I went and laid out my materials.  Put out the hand outs.  Then called my spouse to whine.  I told him no one had come and how I was late.  Finally he asked me what time my presentation was supposed to have started.  I told him.

"Ruth, it is 2:37 now.  What time does your clock say?"

How do you spell RELIEF?

Well my mood took an immediate upswing.  As it got closer to my session people started coming in.  All in all it went very well.  My Thursday session was "Thinking Like a Historian: Using Digital Newspapers in the Classroom".

When you look at the whole conference my part was small.  I can't imagine what my stress level would have been if I had been responsible for ALL the planning.  Ah well, all is well that ends well.
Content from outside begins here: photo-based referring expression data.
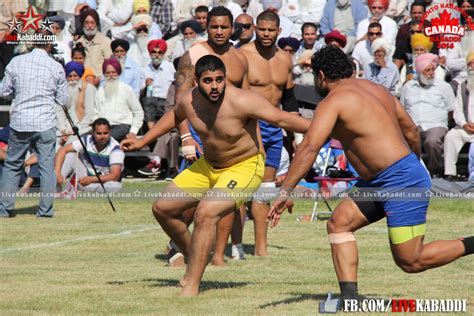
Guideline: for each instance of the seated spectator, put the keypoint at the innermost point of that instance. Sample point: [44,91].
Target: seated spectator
[289,44]
[382,70]
[131,71]
[428,101]
[300,12]
[159,75]
[335,38]
[362,50]
[309,39]
[285,24]
[105,154]
[78,55]
[138,48]
[344,16]
[190,33]
[463,132]
[94,42]
[62,49]
[420,44]
[118,103]
[245,23]
[126,31]
[81,98]
[377,10]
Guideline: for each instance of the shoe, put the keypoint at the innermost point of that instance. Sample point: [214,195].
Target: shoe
[152,169]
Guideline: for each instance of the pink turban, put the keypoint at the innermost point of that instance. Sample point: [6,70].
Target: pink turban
[114,63]
[384,3]
[157,43]
[424,60]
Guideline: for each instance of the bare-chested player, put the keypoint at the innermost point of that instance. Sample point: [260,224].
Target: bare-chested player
[219,30]
[230,169]
[270,76]
[375,132]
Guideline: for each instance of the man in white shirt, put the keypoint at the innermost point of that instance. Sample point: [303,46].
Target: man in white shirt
[105,153]
[428,101]
[377,10]
[118,103]
[463,132]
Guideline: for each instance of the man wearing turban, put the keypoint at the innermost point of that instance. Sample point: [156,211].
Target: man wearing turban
[428,100]
[463,115]
[118,103]
[382,70]
[131,71]
[377,10]
[81,96]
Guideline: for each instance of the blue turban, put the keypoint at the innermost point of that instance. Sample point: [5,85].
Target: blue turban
[74,66]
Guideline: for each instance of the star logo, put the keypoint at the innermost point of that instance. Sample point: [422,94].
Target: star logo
[46,25]
[14,25]
[30,19]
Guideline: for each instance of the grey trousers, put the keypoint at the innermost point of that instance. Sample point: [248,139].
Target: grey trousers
[433,143]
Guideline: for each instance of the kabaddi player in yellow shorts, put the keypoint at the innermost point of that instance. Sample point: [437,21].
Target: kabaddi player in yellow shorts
[231,168]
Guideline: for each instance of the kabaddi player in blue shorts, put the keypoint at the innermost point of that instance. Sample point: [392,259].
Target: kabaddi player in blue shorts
[382,143]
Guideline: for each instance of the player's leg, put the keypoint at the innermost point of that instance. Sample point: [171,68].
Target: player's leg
[223,230]
[208,213]
[260,209]
[348,217]
[412,256]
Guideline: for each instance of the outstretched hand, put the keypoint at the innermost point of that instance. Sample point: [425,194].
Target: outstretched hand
[131,144]
[279,206]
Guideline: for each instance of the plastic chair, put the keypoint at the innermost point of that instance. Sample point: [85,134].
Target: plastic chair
[333,144]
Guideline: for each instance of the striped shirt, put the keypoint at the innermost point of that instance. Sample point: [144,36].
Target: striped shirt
[36,82]
[110,155]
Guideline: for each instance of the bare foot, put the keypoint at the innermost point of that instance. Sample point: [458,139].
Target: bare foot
[218,262]
[189,291]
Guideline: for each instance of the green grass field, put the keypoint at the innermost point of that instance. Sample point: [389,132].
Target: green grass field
[88,260]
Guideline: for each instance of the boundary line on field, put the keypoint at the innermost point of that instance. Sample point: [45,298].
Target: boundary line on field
[80,239]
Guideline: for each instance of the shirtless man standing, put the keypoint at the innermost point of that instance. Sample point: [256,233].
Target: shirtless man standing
[228,172]
[378,137]
[219,30]
[269,76]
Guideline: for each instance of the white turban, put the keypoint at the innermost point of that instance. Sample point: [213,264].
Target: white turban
[272,3]
[381,43]
[145,18]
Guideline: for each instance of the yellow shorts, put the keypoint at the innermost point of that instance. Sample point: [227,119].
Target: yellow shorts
[237,182]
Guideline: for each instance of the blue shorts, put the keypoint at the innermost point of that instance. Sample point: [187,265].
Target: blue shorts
[401,192]
[272,138]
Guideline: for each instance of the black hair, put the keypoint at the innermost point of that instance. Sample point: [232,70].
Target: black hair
[100,121]
[332,62]
[220,11]
[201,8]
[308,24]
[208,63]
[375,24]
[269,16]
[418,3]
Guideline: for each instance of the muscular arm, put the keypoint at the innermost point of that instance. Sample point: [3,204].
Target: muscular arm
[267,112]
[325,118]
[409,129]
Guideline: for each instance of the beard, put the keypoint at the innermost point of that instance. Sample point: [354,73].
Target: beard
[90,32]
[425,81]
[142,42]
[111,87]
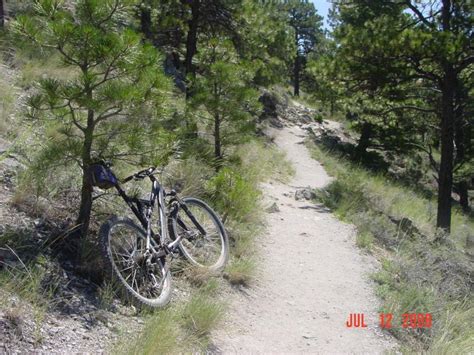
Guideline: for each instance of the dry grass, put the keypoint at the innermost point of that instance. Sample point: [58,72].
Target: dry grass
[420,273]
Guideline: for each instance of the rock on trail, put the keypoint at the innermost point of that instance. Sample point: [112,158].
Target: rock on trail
[311,276]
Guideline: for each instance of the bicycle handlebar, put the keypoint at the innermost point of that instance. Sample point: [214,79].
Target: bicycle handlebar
[140,175]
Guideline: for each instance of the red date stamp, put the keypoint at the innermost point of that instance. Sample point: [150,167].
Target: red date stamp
[408,320]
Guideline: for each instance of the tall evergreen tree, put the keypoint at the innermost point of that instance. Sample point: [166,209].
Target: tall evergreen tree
[386,44]
[306,24]
[223,90]
[116,77]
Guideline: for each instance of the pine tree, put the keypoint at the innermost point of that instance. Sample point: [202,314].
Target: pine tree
[387,45]
[116,76]
[224,92]
[306,24]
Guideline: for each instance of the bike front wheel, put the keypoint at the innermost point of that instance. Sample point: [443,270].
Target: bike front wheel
[123,244]
[204,241]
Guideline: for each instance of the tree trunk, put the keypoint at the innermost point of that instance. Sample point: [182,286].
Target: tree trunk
[463,190]
[191,40]
[445,182]
[296,75]
[448,87]
[145,22]
[85,208]
[364,140]
[2,14]
[461,140]
[217,141]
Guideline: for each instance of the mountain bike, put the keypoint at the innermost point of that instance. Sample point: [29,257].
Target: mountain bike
[137,255]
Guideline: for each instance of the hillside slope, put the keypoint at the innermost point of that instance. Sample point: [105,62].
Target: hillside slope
[312,276]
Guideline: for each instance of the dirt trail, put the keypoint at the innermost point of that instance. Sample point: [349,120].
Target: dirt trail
[312,276]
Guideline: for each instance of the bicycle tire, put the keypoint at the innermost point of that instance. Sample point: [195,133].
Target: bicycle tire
[223,257]
[106,236]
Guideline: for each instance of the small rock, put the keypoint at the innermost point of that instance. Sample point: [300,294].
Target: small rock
[304,194]
[273,208]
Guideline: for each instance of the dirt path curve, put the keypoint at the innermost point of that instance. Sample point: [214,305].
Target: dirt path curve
[312,276]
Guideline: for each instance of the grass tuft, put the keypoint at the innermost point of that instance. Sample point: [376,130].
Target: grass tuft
[201,314]
[422,272]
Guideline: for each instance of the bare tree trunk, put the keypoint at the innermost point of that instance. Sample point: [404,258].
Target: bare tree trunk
[296,75]
[448,86]
[364,140]
[463,190]
[191,40]
[145,22]
[2,14]
[85,208]
[445,183]
[217,141]
[462,141]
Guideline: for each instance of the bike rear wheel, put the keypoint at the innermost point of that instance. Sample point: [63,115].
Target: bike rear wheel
[209,250]
[123,245]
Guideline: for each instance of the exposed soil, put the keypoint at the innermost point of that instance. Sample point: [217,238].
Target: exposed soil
[311,277]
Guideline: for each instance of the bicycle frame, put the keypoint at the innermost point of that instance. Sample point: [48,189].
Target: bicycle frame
[158,195]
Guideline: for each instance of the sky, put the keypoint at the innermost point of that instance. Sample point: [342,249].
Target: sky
[322,6]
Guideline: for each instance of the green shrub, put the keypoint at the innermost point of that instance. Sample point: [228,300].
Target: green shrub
[201,314]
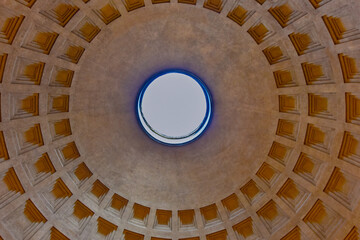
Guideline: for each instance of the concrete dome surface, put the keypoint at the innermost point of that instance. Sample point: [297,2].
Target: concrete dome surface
[279,160]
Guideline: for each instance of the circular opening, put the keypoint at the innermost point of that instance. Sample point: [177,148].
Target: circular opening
[174,107]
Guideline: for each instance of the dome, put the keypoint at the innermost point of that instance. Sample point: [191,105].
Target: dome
[280,158]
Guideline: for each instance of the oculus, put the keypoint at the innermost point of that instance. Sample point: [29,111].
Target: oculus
[174,107]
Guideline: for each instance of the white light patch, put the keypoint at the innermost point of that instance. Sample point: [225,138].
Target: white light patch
[174,105]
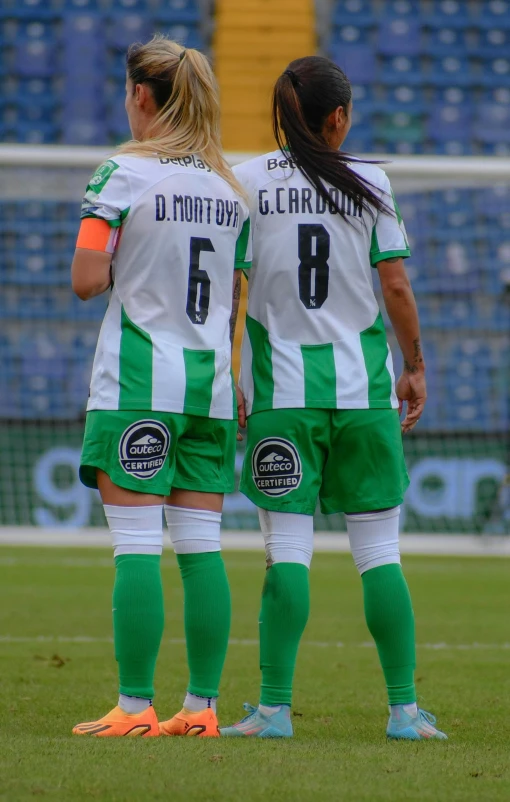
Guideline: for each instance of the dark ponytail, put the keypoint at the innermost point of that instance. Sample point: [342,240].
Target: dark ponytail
[303,97]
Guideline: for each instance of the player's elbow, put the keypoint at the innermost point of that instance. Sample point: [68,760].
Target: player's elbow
[90,275]
[395,285]
[398,289]
[83,289]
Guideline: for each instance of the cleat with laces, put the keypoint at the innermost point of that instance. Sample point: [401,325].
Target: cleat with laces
[117,723]
[201,725]
[404,726]
[259,725]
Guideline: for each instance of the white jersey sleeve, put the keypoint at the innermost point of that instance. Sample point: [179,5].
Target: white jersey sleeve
[108,195]
[389,237]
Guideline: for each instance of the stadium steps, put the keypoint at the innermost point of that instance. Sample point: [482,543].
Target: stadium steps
[252,46]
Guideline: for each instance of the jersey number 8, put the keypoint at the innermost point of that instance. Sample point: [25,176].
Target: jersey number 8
[313,275]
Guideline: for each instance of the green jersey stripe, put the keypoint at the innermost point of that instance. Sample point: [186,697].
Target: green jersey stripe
[382,255]
[200,371]
[262,365]
[242,246]
[375,354]
[135,368]
[320,375]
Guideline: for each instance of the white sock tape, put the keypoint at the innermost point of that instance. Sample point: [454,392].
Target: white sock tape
[193,531]
[135,530]
[288,537]
[373,537]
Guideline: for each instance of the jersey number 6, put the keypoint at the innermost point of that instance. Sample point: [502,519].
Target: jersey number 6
[199,283]
[313,252]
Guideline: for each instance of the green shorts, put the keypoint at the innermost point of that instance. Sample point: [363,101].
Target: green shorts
[351,459]
[151,452]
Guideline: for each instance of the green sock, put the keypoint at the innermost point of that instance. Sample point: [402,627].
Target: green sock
[283,617]
[138,621]
[206,619]
[390,619]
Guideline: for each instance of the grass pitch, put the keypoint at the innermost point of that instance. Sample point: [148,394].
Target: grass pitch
[57,668]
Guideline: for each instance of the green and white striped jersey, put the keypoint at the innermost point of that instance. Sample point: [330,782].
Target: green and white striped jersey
[165,340]
[314,336]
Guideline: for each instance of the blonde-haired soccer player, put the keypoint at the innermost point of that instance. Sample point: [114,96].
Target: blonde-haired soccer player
[164,225]
[320,392]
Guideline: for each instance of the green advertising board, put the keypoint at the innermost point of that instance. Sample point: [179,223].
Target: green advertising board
[458,483]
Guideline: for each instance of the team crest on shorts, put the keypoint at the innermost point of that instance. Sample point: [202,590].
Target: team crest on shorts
[276,466]
[143,448]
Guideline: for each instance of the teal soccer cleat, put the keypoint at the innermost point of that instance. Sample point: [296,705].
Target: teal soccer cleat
[260,725]
[403,726]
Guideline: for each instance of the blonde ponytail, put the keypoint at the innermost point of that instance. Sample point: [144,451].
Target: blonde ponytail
[186,93]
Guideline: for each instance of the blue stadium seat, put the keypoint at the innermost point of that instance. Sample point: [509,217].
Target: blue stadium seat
[85,5]
[492,123]
[124,29]
[492,43]
[186,34]
[354,12]
[117,118]
[405,98]
[399,37]
[359,141]
[501,149]
[35,58]
[32,10]
[448,123]
[83,45]
[451,148]
[44,30]
[30,133]
[449,13]
[351,34]
[174,12]
[494,14]
[357,61]
[447,42]
[401,70]
[453,95]
[400,8]
[83,132]
[449,71]
[495,72]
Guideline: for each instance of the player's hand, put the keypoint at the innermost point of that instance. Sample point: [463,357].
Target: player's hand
[411,387]
[241,411]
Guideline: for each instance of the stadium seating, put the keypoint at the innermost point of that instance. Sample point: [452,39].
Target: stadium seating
[428,77]
[62,60]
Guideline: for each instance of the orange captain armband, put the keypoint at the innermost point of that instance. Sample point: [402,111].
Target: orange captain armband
[96,235]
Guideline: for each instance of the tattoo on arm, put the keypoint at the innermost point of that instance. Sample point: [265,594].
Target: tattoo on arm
[417,362]
[236,295]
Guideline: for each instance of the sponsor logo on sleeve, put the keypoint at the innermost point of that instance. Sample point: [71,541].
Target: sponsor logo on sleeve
[102,175]
[276,466]
[143,448]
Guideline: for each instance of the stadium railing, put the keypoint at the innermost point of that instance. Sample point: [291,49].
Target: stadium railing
[457,214]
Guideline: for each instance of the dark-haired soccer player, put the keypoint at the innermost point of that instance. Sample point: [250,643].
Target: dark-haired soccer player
[320,392]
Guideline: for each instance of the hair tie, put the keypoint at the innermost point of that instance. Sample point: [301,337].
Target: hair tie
[293,77]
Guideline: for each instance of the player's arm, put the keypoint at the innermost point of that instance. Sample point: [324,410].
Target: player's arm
[236,297]
[90,270]
[401,307]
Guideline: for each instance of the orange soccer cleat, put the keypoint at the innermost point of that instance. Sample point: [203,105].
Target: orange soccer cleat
[203,724]
[117,723]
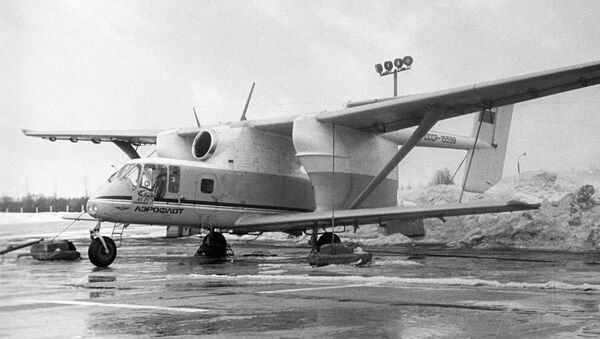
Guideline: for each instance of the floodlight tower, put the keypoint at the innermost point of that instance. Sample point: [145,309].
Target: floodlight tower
[400,64]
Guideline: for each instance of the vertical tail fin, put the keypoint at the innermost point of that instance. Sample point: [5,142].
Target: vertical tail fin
[488,163]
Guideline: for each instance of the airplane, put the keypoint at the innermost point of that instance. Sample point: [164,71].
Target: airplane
[311,172]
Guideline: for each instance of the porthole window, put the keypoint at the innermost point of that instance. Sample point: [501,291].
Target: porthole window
[207,185]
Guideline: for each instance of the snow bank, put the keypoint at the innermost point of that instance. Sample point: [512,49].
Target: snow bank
[22,218]
[569,218]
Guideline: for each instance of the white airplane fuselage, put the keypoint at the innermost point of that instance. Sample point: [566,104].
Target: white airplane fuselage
[196,194]
[213,177]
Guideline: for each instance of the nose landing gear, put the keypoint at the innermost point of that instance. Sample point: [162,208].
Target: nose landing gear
[103,250]
[214,245]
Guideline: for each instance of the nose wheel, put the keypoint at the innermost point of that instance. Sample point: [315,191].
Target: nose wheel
[102,251]
[214,245]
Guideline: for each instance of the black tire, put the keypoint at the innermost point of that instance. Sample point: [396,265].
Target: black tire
[325,238]
[214,245]
[97,254]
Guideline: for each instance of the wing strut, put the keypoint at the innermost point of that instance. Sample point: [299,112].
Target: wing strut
[128,149]
[431,117]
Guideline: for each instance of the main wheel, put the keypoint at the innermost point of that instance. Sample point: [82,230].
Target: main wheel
[326,238]
[214,245]
[98,255]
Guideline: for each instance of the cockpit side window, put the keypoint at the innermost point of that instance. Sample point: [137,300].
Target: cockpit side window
[174,173]
[159,181]
[132,173]
[147,176]
[154,178]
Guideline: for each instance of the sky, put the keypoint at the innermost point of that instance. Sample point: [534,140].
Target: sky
[90,65]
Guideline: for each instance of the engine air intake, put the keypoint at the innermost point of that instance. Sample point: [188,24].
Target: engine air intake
[204,145]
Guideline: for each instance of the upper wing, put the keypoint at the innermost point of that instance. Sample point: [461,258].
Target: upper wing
[125,140]
[402,112]
[133,137]
[301,221]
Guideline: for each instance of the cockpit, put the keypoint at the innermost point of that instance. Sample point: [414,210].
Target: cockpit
[154,177]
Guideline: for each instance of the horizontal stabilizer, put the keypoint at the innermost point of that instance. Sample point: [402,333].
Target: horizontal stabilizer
[79,217]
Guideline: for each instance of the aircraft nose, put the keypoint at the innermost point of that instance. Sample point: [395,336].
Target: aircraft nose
[92,207]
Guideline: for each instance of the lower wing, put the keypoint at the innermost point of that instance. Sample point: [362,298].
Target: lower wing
[302,221]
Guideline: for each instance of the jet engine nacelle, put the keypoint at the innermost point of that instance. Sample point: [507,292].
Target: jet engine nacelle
[204,144]
[238,148]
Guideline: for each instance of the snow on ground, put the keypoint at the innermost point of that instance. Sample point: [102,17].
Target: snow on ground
[569,218]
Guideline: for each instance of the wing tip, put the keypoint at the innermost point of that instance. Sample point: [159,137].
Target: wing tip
[518,203]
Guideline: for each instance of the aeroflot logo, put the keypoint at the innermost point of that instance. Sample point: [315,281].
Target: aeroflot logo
[161,210]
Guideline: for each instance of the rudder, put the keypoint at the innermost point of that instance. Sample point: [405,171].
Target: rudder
[487,164]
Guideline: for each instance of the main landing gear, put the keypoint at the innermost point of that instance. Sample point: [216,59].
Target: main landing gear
[103,250]
[328,250]
[214,245]
[324,239]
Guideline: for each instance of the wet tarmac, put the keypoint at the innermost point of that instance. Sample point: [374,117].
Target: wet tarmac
[157,288]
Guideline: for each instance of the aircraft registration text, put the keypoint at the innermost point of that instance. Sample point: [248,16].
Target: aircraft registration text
[439,138]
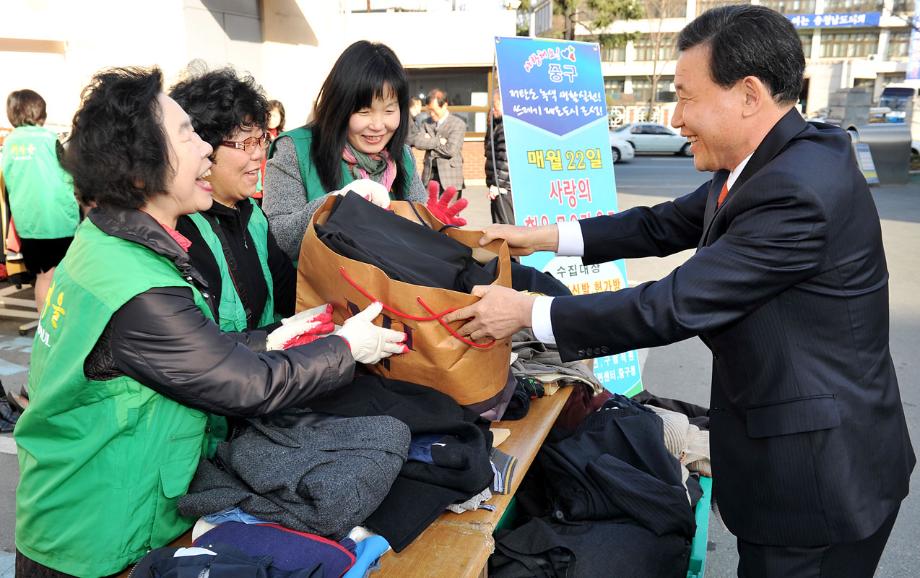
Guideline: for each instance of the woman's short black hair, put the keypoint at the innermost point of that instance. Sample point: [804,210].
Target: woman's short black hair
[118,150]
[219,102]
[747,40]
[366,70]
[25,108]
[272,105]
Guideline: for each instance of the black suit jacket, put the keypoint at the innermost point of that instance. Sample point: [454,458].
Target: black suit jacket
[789,289]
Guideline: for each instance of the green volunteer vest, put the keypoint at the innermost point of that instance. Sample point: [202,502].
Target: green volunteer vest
[302,138]
[231,312]
[102,463]
[40,191]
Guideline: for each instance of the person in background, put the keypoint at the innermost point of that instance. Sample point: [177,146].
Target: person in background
[41,194]
[441,137]
[128,369]
[359,129]
[247,273]
[415,118]
[788,287]
[274,128]
[275,119]
[498,178]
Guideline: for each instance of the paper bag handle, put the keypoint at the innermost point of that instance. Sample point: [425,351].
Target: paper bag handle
[433,316]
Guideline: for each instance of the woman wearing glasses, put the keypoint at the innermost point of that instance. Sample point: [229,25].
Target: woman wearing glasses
[128,369]
[249,276]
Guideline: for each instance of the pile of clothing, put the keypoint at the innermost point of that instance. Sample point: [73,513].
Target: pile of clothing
[607,500]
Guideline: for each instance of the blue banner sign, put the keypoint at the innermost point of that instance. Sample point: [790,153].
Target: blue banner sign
[848,20]
[555,118]
[913,61]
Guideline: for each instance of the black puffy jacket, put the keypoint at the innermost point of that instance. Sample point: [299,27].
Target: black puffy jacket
[162,339]
[496,154]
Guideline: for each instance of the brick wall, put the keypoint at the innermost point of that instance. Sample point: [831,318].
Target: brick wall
[474,162]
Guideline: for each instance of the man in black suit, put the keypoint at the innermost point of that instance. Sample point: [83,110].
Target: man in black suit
[788,288]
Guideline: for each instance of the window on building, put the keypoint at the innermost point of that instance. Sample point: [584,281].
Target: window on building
[613,54]
[467,90]
[898,45]
[645,47]
[848,44]
[704,5]
[790,6]
[666,9]
[642,89]
[846,6]
[614,87]
[902,7]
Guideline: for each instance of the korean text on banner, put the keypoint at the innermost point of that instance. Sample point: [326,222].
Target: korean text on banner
[555,119]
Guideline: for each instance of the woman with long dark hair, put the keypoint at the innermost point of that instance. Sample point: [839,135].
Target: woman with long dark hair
[129,372]
[358,132]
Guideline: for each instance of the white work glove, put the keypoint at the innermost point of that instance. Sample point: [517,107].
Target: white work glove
[369,343]
[305,327]
[369,190]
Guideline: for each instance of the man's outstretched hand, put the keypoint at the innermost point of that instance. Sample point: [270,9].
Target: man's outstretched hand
[499,313]
[523,240]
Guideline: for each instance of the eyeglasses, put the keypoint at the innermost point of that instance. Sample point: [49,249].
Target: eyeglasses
[248,145]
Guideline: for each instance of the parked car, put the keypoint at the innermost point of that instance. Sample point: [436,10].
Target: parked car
[650,137]
[620,149]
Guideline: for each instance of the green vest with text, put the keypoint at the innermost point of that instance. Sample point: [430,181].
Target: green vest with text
[303,137]
[231,312]
[41,192]
[102,463]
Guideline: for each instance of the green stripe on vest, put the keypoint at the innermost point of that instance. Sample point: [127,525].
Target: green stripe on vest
[231,313]
[102,463]
[40,191]
[302,138]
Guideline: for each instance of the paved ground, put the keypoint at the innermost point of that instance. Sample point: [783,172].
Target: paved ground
[681,370]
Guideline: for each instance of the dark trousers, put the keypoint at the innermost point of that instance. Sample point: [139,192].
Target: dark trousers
[435,176]
[846,560]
Did I mention our council bought 1/2 a pallet of coffee that we have to pay for within 30 days?  That is 320 bags of coffee with our own private label - The Readers Blend.   It is available in medium and bold (ground).  We sold 50 bags at the conference. Not as many as I thought we would.  Maybe I still feel some stress.

Anyone want to buy some coffee for holiday gifts? I know where you can get some!